In other words, if I am bowing out, then the whole story, stage and all, must come to an end. As patently childish as this attitude is, end-of-the-world fantasies are ubiquitous and have had impressive staying power. Almost all “civilizations” still nurse dreams of apocalypse that exert significant control over the human imagination. “Our secular and scientific culture,” McEwan writes, “has not replaced or even challenged these mutually incompatible, supernatural thought systems.”
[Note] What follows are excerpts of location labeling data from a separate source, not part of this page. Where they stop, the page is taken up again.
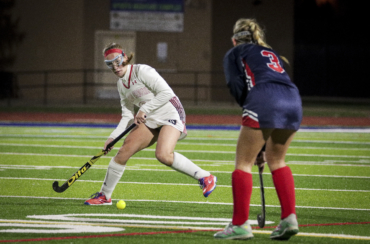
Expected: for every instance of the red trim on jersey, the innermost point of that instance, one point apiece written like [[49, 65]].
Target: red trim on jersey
[[247, 121], [129, 79], [114, 50], [249, 73]]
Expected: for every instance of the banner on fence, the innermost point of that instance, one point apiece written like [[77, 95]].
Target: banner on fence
[[147, 15]]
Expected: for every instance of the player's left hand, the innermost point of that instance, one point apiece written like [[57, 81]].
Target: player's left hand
[[261, 159], [140, 117]]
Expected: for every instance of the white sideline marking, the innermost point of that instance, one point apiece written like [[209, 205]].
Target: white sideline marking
[[233, 144], [176, 184], [193, 151], [214, 162], [135, 168], [188, 138], [229, 152], [192, 202], [205, 220], [55, 228]]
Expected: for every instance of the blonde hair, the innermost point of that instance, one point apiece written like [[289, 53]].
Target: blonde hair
[[114, 45], [249, 31]]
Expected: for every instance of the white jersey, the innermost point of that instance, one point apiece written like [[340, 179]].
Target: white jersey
[[143, 87]]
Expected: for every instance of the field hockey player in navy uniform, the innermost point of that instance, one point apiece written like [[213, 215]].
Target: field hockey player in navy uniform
[[272, 113], [160, 119]]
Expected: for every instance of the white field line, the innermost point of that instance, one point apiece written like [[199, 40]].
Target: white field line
[[136, 168], [191, 151], [176, 184], [214, 162], [188, 202], [189, 138], [58, 223], [233, 145]]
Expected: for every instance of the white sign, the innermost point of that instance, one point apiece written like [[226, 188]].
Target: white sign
[[147, 15]]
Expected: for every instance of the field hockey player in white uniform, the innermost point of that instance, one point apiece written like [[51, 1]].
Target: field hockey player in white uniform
[[160, 118]]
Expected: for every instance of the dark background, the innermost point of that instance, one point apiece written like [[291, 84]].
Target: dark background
[[331, 40], [331, 48]]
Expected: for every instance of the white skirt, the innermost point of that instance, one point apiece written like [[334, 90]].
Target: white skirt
[[168, 114]]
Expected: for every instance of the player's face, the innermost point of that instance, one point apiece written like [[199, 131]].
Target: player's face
[[115, 62]]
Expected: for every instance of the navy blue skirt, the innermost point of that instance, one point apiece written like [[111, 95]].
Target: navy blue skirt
[[273, 105]]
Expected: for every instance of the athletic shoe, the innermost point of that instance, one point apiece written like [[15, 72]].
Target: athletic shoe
[[98, 199], [241, 232], [287, 228], [208, 184]]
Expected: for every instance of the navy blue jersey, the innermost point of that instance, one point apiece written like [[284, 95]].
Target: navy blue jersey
[[257, 80], [247, 65]]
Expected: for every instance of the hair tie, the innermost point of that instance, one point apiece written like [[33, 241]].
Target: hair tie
[[241, 34]]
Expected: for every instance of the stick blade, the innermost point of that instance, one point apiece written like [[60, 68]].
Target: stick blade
[[56, 187], [261, 220]]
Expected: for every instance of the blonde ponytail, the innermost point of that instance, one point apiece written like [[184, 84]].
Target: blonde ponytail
[[254, 34]]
It is no surprise that religions provide climactic, end-of-the-world stories. That’s sort of what religions do. Oddly, though, when we occasionally see cults and other fanatics acting out their own squalid apocalypse narratives in the real world, we can easily espy the wickedness and delusion inherent in them. When Jim Jones brought his followers to drink poison in Jonestown or Joseph Goebbels killed his five children and then himself as the scenery of the Nazi pageant was collapsing around him in Berlin in May 1945, we clearly perceive their acts as evil incarnate. But when we blithely send our children off to Sunday school or Bible camp to have them imbibe bloodier, more comprehensive visions of apocalypse (replete with “earthquakes and fires, thundering horses and their riders, angels blasting away on trumpets, magic vials, Jezebels, a red dragon, and other mythical beasts,” as McEwan catalogs), we catch not the slightest whiff of the death wish wafting from them.
It’s strange.
The idea that the whole world must end with my death, McEwan observes, is a way of resisting the revocation of meaning that looms as one’s demise comes clearly into focus. If for several decades my life meant everything, how can it simply (“absurdly” is Camus’ word for it) slip back into the eternal nothingness that preceded it?
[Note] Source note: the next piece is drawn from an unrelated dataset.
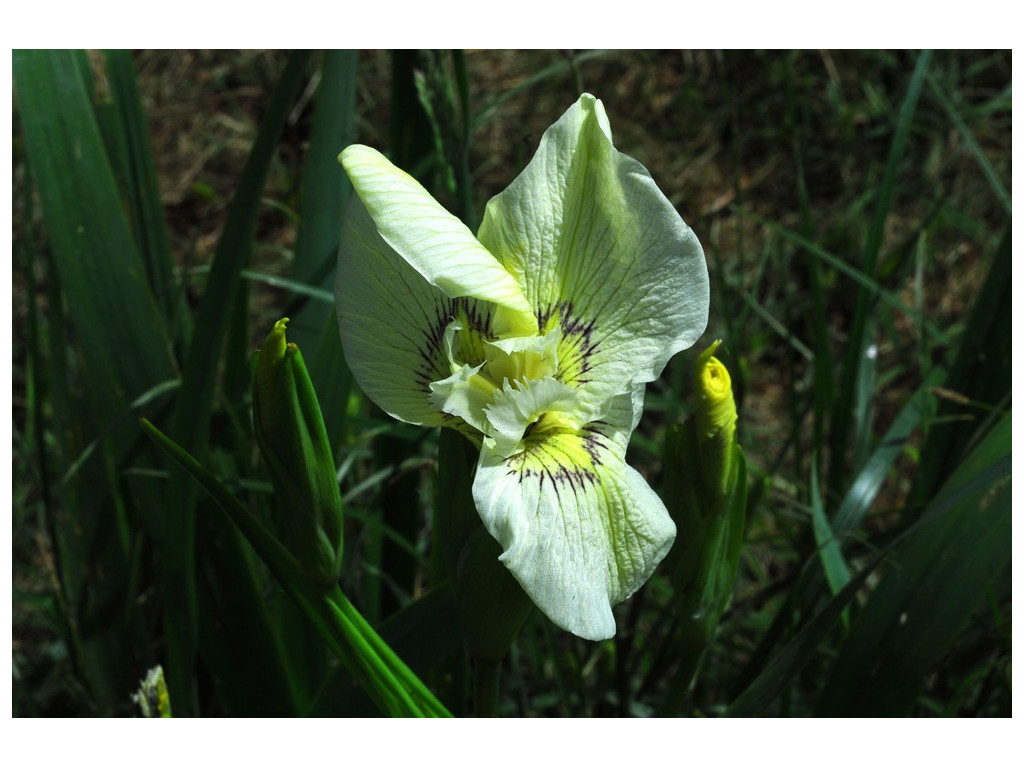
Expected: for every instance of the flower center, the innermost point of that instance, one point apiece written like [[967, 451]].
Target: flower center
[[506, 387]]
Thus we come back to Baldwin and the idea of death as a gift. If death must come into focus, wouldn’t it be nobler, more hopeful, and altogether better to use it in the service of wisdom rather than dramatize it as part of a tawdry fantasy? Isn’t the wise use of death exactly what we have in mind when we draw up bucket lists or conjure up scenes of our deathbeds to clarify our big-picture priorities?
Dogmas of immortality would have us believe that the eternal bliss that awaits us is all that really matters: whatever slings and arrows assail us in the here and now are to be discounted as mere nothings. Jorge Luis Borges draws a fundamental paradox from this view in his short story “The Immortal.” Imagine yourself living forever in heaven or hell–and Borges means really try to imagine it, eon upon eon of foreverness. Whatever your experience is in this eternity, it was determined by an infinitesimally small segment of your total existence, an aburdly, vanishingly small flash of a microsecond when compared with the cosmic span of your eternal repose. Doesn’t this make it clear, Borges writes, that even the religiously-minded person knows instinctively that it is this life that has ultimate value?
I close with his words:
I have noticed that in spite of religion, the conviction as to one’s own immortality is extraordinarily rare. Jews, Christians and Muslims all profess belief in immortality, but the veneration paid to the first century of life is proof that they truly believe only in those first hundred years, for they destine all the rest, throughout eternity, to rewarding or punishing what one did when alive.
Very well said. The Christian family of that boy have rewritten the narrative as well. Used to be that suicide condemned the soul to eternal fire. Now, “he’s in a better place” is the story they tell themselves.
Have you heard the song If We Were Vampires by Jason Isbell?